我想用最左边和最右边的图案搜索。 例如(最左边的情况)
The dreams of REM sleep paralysis
The dreams of REM sleep The sleep
例如(最右边的情况):
REM sleep The sleep paralysis
The dreams of The sleep paralysis
再次感谢您提供任何帮助。
答案 0 :(得分:3)
(好的,你澄清了你想要的大部分内容。让我重申一下,然后澄清下面列出的要点仍然不清楚......还要把我给你看的初学者代码,改编,发给我们结果。)< / p>
您希望逐行搜索,不区分大小写,以获得与一对匹配模式中每个匹配模式最长的连续匹配。所有模式似乎都是不相交(不可能在patternX和patternY上匹配,因为它们使用不同的短语,例如不能匹配'额叶'和'前额皮质')。 / p>
您的模式是作为一系列对提供的('dom','rang'),=&gt;让我们用它们的下标[0]和[1来引用它们,你可以使用string.split('\ t')来获取它。) 重要的是匹配行必须匹配 dom 和 rang 模式(完全或部分)。 订单是独立的,因此我们可以匹配 rang 然后 dom ,反之亦然=&gt;每行使用2个单独的正则表达式,测试d和r匹配。
模式有可选部分,在括号中=&gt;所以只需使用(optionaltext)?
语法将它们编写/转换为正则表达式语法,例如:re.compile('Frontallobes of (leftside)? the brain', re.IGNORECASE)
返回值应该是到目前为止具有最长子字符串匹配的字符串缓冲区。
现在,有几件事情需要澄清 - 请编辑您的问题以解释以下内容:
上述每个问题都会影响解决方案,因此您需要为我们解答。编写代码页来解决最常见的情况是没有意义的,只需要简单的东西。 通常,这称为“NLP”(自然语言处理)。您最终可能会使用NLP库。
到目前为止,代码的一般结构听起来像是:
import re
# normally, read your input directly from file, but this allows us to test:
input = """The pons also contains the sleep paralysis center of the brain as well as generating the dreams of REM sleep.
The optic tract is a part of the visual system in the brain.
The inferior frontal gyrus is a gyrus of the frontal lobe of the human brain.

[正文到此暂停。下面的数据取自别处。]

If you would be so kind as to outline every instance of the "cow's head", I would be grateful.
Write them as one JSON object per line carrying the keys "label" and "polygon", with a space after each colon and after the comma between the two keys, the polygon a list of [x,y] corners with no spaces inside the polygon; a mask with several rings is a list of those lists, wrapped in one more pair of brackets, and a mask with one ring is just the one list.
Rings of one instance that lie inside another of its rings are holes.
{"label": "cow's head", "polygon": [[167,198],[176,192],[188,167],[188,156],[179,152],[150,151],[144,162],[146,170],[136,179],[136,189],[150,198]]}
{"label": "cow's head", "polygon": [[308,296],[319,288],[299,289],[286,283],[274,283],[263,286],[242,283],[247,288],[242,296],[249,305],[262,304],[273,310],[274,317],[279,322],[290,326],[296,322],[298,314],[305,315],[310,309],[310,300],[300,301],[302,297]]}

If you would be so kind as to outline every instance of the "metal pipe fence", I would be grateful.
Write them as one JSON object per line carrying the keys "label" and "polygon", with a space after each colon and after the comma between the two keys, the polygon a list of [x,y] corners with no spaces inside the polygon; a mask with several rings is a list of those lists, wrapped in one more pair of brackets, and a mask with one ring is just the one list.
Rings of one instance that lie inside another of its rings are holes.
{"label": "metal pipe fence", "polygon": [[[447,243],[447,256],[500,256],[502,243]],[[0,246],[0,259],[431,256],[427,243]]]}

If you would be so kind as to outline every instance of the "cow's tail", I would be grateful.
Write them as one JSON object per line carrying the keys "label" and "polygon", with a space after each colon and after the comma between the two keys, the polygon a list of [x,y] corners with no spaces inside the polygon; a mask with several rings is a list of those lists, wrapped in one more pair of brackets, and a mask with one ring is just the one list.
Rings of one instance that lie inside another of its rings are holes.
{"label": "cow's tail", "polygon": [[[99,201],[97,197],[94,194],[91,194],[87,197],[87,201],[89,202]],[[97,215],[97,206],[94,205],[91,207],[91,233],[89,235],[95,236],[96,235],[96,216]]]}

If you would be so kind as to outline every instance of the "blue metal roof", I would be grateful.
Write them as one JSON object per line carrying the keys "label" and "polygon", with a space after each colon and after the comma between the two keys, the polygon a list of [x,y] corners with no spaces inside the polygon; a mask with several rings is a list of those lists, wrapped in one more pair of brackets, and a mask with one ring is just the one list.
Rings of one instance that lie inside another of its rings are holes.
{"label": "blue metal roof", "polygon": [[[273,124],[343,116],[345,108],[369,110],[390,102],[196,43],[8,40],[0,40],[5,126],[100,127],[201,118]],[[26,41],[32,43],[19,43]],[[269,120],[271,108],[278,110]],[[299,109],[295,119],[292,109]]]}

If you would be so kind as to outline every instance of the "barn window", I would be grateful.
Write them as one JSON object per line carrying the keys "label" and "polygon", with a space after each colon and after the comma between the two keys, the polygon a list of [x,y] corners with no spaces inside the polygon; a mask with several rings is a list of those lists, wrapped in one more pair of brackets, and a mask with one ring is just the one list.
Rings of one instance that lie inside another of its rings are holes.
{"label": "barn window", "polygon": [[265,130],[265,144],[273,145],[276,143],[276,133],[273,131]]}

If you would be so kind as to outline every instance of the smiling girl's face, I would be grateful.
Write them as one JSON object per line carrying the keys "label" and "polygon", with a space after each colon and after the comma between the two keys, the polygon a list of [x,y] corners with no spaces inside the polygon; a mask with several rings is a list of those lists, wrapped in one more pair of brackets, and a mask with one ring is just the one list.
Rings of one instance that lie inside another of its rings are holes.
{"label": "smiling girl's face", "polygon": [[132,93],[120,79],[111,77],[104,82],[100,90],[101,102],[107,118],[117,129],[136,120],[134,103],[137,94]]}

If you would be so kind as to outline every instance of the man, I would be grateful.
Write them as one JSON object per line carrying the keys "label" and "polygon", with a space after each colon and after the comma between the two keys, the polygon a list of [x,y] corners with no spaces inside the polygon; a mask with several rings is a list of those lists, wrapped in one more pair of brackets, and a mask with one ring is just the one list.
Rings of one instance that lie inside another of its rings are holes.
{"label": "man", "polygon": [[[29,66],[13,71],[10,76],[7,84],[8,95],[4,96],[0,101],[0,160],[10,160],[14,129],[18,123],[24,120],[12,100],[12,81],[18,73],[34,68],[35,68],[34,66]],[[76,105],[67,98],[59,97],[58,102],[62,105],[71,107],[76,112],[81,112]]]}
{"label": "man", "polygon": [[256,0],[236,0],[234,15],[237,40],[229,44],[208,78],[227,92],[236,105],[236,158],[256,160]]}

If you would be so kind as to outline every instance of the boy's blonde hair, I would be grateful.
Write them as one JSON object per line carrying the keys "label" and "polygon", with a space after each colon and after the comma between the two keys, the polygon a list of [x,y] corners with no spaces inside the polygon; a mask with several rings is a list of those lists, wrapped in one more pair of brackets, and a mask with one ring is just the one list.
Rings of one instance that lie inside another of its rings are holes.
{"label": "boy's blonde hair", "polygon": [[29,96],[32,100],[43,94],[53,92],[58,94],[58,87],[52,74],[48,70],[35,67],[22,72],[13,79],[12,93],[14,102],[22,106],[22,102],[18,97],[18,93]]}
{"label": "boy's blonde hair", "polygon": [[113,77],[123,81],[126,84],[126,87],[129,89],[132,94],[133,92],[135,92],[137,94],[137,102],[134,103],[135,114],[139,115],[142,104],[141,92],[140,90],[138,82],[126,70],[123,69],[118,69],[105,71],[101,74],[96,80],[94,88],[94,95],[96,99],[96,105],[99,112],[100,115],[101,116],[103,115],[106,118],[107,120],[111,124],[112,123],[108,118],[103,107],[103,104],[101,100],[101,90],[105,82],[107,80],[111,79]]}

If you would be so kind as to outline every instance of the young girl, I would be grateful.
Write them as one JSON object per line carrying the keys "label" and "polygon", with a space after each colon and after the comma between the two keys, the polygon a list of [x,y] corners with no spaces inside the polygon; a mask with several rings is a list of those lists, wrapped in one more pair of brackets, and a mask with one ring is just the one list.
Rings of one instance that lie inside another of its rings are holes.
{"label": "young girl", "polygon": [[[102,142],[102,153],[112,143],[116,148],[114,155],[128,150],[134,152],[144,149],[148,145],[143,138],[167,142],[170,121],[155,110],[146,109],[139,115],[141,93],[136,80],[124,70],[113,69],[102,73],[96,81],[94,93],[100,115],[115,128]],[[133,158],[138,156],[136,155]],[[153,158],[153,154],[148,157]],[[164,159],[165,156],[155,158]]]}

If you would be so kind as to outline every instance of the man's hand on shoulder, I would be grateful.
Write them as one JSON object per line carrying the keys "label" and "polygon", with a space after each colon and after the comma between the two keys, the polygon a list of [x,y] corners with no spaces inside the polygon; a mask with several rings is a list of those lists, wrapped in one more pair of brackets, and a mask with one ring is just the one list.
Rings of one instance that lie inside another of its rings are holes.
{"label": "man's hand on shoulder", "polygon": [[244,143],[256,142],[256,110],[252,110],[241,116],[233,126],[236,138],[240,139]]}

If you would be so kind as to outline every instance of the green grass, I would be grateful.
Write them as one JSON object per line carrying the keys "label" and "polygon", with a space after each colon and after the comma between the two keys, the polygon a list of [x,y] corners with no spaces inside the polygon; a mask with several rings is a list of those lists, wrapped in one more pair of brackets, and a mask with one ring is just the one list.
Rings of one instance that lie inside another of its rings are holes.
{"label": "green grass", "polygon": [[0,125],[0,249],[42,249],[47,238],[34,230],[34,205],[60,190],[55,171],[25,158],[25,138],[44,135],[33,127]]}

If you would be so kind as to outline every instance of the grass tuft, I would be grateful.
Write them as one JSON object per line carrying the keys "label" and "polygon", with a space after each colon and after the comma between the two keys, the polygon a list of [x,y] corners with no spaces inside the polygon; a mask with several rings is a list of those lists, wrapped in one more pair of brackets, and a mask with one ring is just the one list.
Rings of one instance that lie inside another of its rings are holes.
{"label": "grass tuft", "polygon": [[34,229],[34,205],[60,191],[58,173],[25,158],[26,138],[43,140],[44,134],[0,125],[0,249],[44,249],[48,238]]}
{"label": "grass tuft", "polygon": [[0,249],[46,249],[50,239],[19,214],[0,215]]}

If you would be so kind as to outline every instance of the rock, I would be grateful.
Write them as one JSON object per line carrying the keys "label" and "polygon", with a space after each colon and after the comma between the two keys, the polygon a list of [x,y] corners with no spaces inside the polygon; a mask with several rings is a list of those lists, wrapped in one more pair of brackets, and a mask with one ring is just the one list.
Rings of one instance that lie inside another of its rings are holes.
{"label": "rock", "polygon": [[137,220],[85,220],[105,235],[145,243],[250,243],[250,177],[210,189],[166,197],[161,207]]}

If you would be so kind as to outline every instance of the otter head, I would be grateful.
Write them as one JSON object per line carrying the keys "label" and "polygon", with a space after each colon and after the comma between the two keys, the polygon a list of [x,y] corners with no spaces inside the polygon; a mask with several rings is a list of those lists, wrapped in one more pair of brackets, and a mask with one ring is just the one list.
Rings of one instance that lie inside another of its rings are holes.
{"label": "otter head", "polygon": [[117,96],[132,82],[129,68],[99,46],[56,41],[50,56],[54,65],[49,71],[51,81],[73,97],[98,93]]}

The prefrontal cortex (PFC) is the anterior part of the frontallobes of the brain, lying in front of the motor and premotor areas.
There are three possible ways to define the prefrontal cortex as the granular frontal cortex as that part of the frontal cortex whose electrical stimulation does not evoke movements.
This allowed the establishment of homologies despite the lack of a granular frontal cortex in nonprimates.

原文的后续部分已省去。